Similarly, when they have learnt about possible mechanisms underlying processes of inference and discovery, they will be in a better position to discuss the nature of mathematical discovery and other forms of a priori learning. The most that can be said at present is that it will probably prove helpful to think of mathematical discovery by analogy with a program which discovers new facts about itself by a combination of executing parts of itself and examining some of its instructions. In the process it might decide that some things could be done more quickly in a different way. Or it might discover, by analysing its own structure, that instead of executing bits of programs, it can work out their effects by reasoning about them.

More importantly, it may discover ways of generalising and extending its procedures to accomplish more tasks of the same sort, or new kinds of tasks.

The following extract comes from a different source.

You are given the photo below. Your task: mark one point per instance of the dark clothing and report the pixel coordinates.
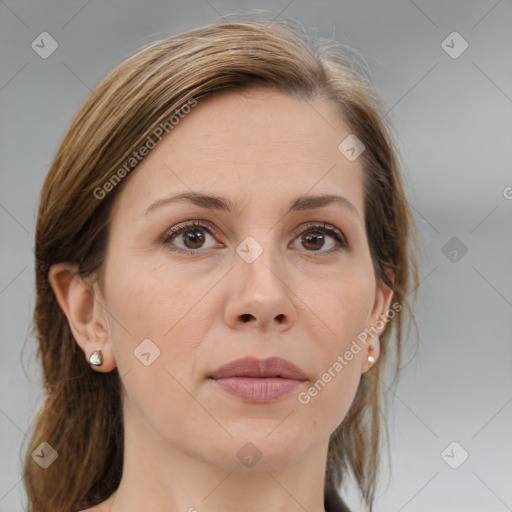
(334, 503)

Programmers often discover unexpected ways of elaborating and generalising their programs, in the course of examining and using them, much as an artist learns more about what he can and should do by examining an incomplete work. A program which builds its own programs can do this too. Sussman's 'Hacker' program (1975) builds programs, and, in some cases, generalises them.

I believe that similar ideas are to be found in Piaget's writings. Computer models turn such thoughts from vague speculations to testable theories. See Young, 1976.

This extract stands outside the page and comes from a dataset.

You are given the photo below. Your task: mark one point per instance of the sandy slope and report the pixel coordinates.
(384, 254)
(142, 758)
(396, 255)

These sorts of second-order discoveries about one's own procedures do not fit the normal definition of 'empirical'. For example, they need not involve the use of the senses to gain information about the world. And a kind of necessity seems to be involved in the truths so discovered which is not normally thought to be compatible with empirical learning: if experience can lead us to a hypothesis can it not also produce a refutation of the hypothesis? But it seems that no experience can refute the claim that adding two lots of two things produces the same result as adding one thing to a group of three things, or the claim that there is no largest number. And the same is true of many other discoveries about properties of the procedures we use. Yet such mathematical discoveries involve a kind of exploration of possibilities which is closely analogous to empirical learning.[2]

We need a richer set of distinctions than philosophers normally employ. There is learning from sensory experience and learning from symbolic experience. The latter seems to include the processes generating what Kant called 'synthetic a priori knowledge'. However these processes require a great deal of further investigation. In particular, it is important to note that symbolic experiences may occur either entirely within the mind, or else may use external symbolisms, as when we use diagrams or calculations on paper. The use of our senses to examine our symbols and our procedures for manipulating them should not be confused with the use of our senses to examine the behaviour of objects in the world.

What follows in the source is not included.